ICJ, Corfu Channel Case, International Law, Law of the sea, United Nations


The Corfu channel case which was a landmark case decided by the International Court of Justice in 1949. The case involved the setup of mines in the Corfu Channel by Albania in 1946, which claimed the lives of 44 British soldiers and destroyed several war vessels. The UK brought a case against Albania alleging that they violated international law by not informing soldiers about possible hazards as well as not clearing the minefields. Albania argued that it was at liberty to mine its territorial waters and therefore not liable for mining on the channel. However, ICJ found that Albania was not reasonable enough in protecting vessels in the Corfu Channel and did not conduct itself in accordance to international law. The mining proved Albania liable for damages.

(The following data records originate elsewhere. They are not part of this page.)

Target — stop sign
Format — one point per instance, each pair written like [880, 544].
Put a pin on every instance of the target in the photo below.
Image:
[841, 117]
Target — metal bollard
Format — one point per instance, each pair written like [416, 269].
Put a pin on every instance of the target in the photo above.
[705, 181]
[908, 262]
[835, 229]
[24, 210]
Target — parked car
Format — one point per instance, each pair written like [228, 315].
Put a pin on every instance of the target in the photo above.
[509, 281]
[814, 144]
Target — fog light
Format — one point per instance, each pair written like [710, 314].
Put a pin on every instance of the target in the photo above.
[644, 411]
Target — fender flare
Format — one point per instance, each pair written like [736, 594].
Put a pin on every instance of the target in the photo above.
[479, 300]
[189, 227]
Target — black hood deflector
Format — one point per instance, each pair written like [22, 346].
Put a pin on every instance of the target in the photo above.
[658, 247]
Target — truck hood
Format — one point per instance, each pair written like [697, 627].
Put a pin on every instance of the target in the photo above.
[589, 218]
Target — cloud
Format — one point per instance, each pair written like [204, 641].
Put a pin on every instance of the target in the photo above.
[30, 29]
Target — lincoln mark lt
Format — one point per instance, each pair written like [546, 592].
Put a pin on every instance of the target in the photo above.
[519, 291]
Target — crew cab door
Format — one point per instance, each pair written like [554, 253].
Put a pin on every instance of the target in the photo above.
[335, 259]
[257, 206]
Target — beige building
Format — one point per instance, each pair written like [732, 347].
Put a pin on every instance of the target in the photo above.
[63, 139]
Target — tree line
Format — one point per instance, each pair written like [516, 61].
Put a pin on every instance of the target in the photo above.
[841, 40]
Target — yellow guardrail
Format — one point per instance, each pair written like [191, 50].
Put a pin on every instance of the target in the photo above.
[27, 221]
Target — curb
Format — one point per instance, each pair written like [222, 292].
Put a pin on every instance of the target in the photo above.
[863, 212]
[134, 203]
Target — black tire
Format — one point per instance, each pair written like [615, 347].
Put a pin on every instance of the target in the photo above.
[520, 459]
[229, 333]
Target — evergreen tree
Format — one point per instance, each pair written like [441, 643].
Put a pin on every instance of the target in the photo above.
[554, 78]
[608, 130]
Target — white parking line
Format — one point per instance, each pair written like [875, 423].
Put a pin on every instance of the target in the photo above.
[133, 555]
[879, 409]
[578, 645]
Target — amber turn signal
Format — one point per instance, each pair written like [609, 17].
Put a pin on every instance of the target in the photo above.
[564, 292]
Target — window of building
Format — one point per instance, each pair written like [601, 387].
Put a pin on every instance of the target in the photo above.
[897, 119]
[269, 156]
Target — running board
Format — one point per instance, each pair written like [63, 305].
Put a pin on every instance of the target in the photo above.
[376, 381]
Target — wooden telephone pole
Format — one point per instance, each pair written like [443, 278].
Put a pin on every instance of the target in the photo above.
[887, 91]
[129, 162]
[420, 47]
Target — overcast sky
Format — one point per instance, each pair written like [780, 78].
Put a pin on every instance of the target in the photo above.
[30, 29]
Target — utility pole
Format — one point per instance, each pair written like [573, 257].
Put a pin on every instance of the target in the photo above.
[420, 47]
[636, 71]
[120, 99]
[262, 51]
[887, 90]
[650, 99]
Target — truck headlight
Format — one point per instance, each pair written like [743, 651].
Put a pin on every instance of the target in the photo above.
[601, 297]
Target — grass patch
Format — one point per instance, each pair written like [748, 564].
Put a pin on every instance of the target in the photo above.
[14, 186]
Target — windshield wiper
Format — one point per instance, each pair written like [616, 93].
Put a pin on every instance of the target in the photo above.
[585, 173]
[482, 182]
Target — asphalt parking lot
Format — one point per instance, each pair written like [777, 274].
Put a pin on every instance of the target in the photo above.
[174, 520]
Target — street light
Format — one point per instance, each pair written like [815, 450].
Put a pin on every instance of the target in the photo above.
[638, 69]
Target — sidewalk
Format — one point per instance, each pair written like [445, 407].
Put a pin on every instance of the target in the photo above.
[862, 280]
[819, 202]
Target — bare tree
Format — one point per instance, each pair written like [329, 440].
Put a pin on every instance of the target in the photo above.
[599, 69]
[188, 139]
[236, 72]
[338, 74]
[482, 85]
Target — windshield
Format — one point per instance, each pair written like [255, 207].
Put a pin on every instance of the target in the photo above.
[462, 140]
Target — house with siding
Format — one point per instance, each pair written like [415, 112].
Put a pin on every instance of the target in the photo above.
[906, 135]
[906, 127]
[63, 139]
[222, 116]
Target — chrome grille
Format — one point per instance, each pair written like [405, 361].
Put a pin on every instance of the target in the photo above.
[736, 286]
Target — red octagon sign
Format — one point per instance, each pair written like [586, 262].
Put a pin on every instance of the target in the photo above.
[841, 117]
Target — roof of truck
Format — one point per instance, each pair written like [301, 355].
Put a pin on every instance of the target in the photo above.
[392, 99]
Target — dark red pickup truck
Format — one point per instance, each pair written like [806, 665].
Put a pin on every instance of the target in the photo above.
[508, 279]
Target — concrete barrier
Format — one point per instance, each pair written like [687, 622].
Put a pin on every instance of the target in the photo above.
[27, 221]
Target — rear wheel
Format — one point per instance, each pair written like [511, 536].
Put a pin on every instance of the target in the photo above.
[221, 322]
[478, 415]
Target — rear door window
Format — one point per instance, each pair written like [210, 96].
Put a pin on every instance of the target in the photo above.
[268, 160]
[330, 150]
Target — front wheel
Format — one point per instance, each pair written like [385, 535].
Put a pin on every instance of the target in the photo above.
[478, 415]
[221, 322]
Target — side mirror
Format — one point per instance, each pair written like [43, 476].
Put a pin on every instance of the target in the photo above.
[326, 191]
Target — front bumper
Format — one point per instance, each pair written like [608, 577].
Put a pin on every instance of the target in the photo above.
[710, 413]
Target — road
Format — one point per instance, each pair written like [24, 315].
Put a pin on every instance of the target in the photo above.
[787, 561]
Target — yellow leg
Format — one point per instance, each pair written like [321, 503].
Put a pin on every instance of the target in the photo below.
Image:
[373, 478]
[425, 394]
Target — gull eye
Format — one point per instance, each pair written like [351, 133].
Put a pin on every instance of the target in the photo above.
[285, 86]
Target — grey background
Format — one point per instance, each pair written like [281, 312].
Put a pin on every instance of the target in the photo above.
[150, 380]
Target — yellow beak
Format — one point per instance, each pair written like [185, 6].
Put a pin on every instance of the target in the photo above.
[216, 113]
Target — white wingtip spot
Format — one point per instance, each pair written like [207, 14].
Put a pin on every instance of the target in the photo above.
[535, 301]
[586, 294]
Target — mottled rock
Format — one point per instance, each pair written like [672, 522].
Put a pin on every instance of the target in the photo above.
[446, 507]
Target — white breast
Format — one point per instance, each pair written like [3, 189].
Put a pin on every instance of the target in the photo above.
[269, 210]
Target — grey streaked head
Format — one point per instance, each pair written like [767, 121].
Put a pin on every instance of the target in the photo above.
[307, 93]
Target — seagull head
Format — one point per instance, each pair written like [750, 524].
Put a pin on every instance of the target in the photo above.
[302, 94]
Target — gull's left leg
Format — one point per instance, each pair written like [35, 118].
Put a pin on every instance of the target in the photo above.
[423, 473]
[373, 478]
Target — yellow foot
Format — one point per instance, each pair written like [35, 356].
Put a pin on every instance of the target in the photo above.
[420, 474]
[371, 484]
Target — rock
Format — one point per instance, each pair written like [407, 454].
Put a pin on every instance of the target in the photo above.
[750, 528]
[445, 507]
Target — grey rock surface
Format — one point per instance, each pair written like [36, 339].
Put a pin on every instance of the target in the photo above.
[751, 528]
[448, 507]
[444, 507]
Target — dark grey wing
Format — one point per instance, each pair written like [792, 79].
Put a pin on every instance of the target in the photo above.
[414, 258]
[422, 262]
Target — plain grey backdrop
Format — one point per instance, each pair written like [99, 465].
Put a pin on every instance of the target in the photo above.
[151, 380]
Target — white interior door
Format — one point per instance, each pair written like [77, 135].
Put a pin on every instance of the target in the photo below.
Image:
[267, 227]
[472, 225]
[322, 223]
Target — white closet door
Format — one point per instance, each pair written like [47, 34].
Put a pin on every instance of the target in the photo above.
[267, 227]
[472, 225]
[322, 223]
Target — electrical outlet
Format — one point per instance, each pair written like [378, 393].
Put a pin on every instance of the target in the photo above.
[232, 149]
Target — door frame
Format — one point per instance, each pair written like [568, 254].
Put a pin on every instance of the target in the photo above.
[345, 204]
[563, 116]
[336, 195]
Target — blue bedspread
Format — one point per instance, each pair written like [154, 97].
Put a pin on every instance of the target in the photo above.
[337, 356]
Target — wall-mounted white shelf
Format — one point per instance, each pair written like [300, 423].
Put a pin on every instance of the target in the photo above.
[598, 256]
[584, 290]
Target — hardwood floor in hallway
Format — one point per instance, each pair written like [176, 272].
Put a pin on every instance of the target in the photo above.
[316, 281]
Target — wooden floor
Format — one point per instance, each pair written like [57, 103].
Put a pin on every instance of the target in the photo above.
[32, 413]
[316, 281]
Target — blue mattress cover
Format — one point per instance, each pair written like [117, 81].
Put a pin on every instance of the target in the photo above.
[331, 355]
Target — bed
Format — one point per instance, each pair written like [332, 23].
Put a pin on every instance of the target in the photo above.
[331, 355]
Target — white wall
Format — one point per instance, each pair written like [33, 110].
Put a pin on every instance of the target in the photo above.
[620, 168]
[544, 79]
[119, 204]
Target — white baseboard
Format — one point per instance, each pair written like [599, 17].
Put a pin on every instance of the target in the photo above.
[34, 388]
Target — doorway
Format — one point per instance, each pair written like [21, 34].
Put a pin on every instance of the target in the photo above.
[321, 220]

There are many lasting significances in the Corfu Channel case viz this case enunciated the principle that asserts states responsibility to protect foreign ships within their territorial waters, confirmed the right to pass through international straits, and accentuated broader aspect on recourse to armed force in self-defense. State responsibility was also observed in this case. In a notable departure from the actual events, the ICJ held Albania accountable for damages caused by the mines, emphasizing their failure to inform ships about potential dangers and their inability to prevent the mining of the channel. The Corfu Channel case remains a compelling study in international law with profound implications.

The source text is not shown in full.